- The paper introduces Avey, a novel architecture that decouples sequence length from context width for robust long-range dependency modeling.
- It employs a ranker to partition sequences and a specialized neural processor—eschewing attention and recurrence—to enhance efficiency.
- Empirical results on Needle-in-a-Haystack benchmarks highlight Avey's competitive performance and scalable potential for real-time applications.
Don't Pay Attention
Introduction
"Don't Pay Attention" introduces Avey, a novel architecture that diverges from the traditional self-attention and recurrence-based approaches predominantly used in language modeling. Avey is designed to excel at handling long-range dependencies by effectively decoupling sequence length from context width. The paper provides both theoretical foundations and empirical evidence showcasing Avey's superior capability in processing long sequences, demonstrating competitive performance on standard NLP benchmarks and excelling in long-range dependency tasks.
Avey Architecture
Avey comprises two main components: a ranker and an autoregressive neural processor. The ranker divides sequences into splits and selectively identifies the most relevant ones, enabling efficient processing. The neural processor, which is devoid of attention and recurrence mechanisms, is built to preserve and contextualize meaningful information across tokens with its sub-components: the enricher, contextualizer, and fuser.
Ranker
The ranker's primary function is to partition input sequences into splits and use the MaxSim operator to select the most relevant splits. The selected splits are weighted based on their normalized scores and contextualized together with the current split.
Figure 1: The ranker partitions input sequences and uses the MaxSim operator to select top-k relevant splits for contextualization.
Neural Processor
The neural processor eschews traditional attention mechanisms, opting for a pipeline consisting of an enricher for enhancing feature richness, a contextualizer allowing dynamic interactions among embeddings, and a fuser to integrate raw and processed features efficiently.

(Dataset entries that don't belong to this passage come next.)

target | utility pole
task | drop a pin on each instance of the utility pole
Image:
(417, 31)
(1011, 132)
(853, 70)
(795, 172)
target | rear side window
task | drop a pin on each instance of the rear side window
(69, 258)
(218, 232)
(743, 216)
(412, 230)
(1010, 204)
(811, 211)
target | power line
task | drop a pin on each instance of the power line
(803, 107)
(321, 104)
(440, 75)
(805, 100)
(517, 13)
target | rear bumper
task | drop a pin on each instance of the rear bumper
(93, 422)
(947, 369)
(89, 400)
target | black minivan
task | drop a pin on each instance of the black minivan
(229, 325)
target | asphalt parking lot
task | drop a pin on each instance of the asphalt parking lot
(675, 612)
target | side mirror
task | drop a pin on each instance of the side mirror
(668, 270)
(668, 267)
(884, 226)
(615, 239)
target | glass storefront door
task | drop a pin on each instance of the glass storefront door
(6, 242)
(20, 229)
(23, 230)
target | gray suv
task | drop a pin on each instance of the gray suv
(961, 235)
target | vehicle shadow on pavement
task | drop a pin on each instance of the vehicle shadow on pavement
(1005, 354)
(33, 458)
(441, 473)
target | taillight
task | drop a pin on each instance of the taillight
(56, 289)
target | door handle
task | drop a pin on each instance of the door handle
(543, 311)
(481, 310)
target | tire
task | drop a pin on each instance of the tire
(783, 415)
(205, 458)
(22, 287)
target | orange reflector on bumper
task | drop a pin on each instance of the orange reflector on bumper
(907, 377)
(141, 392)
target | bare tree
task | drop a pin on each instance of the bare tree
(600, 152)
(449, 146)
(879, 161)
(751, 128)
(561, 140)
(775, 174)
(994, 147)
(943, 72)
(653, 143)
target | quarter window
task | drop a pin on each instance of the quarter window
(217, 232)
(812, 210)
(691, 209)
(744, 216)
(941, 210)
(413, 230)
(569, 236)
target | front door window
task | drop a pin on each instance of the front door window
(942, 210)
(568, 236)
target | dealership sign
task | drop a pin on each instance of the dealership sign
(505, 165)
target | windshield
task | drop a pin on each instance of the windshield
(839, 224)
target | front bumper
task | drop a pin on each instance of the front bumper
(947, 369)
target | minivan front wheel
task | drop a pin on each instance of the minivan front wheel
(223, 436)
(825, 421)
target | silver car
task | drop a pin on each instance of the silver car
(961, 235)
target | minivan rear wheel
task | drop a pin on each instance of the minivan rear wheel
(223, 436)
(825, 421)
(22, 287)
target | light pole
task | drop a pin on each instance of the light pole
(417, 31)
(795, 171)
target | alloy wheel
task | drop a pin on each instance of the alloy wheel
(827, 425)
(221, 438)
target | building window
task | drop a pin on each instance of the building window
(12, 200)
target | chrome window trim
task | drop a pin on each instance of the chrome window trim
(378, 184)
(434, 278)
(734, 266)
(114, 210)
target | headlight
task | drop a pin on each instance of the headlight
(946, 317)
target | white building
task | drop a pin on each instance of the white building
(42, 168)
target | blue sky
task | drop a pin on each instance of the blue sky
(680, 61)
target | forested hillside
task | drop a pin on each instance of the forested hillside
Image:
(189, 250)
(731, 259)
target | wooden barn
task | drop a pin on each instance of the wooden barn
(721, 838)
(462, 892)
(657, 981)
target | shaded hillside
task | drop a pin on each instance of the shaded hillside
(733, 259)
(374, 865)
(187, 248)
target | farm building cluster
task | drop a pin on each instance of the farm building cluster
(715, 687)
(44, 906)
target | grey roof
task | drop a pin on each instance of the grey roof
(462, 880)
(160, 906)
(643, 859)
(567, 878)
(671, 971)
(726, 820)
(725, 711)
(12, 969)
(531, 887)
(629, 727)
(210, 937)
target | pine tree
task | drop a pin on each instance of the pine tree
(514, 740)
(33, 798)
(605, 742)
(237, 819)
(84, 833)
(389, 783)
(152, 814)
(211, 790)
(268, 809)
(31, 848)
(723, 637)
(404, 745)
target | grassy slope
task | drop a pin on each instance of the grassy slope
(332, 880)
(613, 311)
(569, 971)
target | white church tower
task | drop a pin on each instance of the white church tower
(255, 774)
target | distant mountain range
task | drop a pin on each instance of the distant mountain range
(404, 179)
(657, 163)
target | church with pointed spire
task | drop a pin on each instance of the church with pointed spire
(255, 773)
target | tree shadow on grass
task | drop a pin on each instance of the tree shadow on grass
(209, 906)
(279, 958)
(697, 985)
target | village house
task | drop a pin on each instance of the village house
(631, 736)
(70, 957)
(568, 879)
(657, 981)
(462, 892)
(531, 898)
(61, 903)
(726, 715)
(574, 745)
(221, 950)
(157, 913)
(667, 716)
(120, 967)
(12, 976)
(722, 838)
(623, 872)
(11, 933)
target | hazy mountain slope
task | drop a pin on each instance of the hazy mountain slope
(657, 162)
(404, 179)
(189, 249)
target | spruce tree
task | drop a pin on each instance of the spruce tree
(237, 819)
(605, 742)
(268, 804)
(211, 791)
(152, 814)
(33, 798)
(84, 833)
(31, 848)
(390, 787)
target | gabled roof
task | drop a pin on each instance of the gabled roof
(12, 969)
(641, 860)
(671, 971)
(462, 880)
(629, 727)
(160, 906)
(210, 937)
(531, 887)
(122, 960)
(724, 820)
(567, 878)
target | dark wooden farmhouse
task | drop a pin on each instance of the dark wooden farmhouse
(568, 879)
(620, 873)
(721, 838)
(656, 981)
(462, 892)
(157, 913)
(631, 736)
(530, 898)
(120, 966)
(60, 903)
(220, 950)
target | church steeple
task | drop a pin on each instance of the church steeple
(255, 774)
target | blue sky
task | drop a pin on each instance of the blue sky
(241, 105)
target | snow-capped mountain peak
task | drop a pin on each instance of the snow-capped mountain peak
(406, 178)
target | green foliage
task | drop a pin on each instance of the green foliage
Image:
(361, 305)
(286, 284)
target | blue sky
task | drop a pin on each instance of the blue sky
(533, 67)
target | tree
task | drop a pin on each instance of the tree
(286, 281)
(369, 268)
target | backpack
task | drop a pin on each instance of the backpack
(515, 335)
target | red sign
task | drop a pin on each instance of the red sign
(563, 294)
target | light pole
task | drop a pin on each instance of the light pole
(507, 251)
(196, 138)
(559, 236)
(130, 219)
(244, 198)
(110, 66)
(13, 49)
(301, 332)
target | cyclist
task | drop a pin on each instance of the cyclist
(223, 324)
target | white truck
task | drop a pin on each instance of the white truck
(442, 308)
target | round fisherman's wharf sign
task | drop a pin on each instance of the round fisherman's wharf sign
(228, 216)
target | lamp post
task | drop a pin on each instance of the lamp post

Figure 2: The neural processor showcases its components: enricher, contextualizer, and fuser, elaborating on their roles.
Empirical Validation
Avey's capability was tested using Needle-in-a-Haystack (NiaH) benchmarks, illustrating strong generalization beyond its trained context window.
Figure 3: Performance comparison on the NiaH test demonstrating Avey's ability to generalize beyond training context window.
Implementation Considerations
- Architecture Efficiency: Avey operates with linear inference complexity per token, which makes it suitable for real-time applications.
- Extrapolation Capability: Despite trained with a limited context, Avey scales to handle sequences significantly longer than seen during training.
- Aesthetic Characteristics: The exclusion of attention and recurrence reduces complexity in architecture design, and dynamic parameterization improves output contextualization.
Comparison with Baselines
Avey is compared to Transformer++, Mamba, and RWKV-7 across short-range benchmarks. While underperforming slightly at larger model scales, Avey remains competitive, especially in long-context scenarios.
Conclusion
Avey presents a promising departure from the attention and recurrence paradigms, demonstrating strong potential for language modeling tasks. Its performance on benchmarks suggests a viable path for future research to explore more scalable and adaptable LLMs. The paper's implications imply further advancements in real-time applications and long-context language scenarios, offering a robust alternative to Transformer-centric architectures.